Progettare oggetti e soluzioni per migliorare la vita di chi soffre di Alzheimer. È questo l’obiettivo dell’Università degli Studi della Repubblica di San Marino, che lo scorso 12 marzo ha riunito accademici, medici e associazioni per ampliare una collaborazione biennale dedicata al sostegno dei malati e delle loro famiglie.

Come reso noto oggi dall’Ateneo sammarinese, la tavola rotonda si è svolta negli spazi dell’Antico Monastero di Santa Chiara.
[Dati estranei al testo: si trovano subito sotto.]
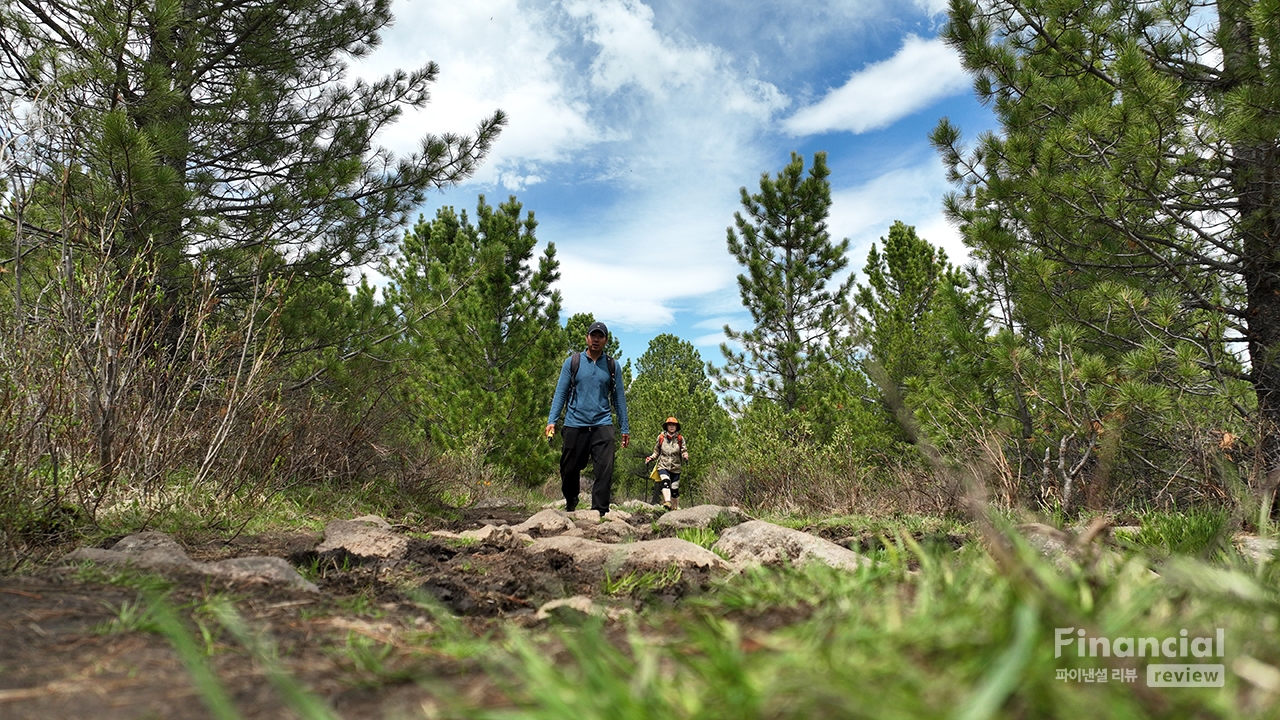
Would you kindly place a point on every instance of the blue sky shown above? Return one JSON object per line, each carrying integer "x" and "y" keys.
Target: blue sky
{"x": 632, "y": 124}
L’incontro ha permesso di gettare le basi per estendere le sinergie già attive sul territorio, in particolare quelle con l’Istituto per la Sicurezza Sociale (ISS) e l’Associazione Sammarinese Patologie Invecchiamento Cerebrale (ASSPIC).

Tra i protagonisti del dibattito il docente del corso di laurea in Design, Giorgio Dall’Osso. “L’iniziativa”, ha spiegato il professore, “ci ha permesso di fare il punto su quanto fatto finora e capire quali sono gli ulteriori livelli di sviluppo che può raggiungere la collaborazione fra realtà che si occupano di ricerca, formazione, assistenza e altri tipi di supporto”.

All’evento hanno partecipato anche i docenti Daniela Maurer e Mirco Piccin, l’educatrice Mara Demurtas della cooperativa sociale Itaca, la direttrice di Neurologia dell’ISS Susanna Guttmann e la presidente dell’ASSPIC Arolda Ranocchini, a testimonianza di un approccio multidisciplinare al problema.

L’obiettivo finale è trasformare la Repubblica in un vero e proprio laboratorio per l’innovazione sociale e sanitaria. “Grazie al contesto ridotto”, ha concluso Dall’Osso, “il Titano può diventare un luogo privilegiato di sperimentazione nel quale elaborare e applicare progetti specifici che in collaborazione con i partner dell’Ateneo potranno concretizzarsi a beneficio di pazienti, famiglie e intere comunità”.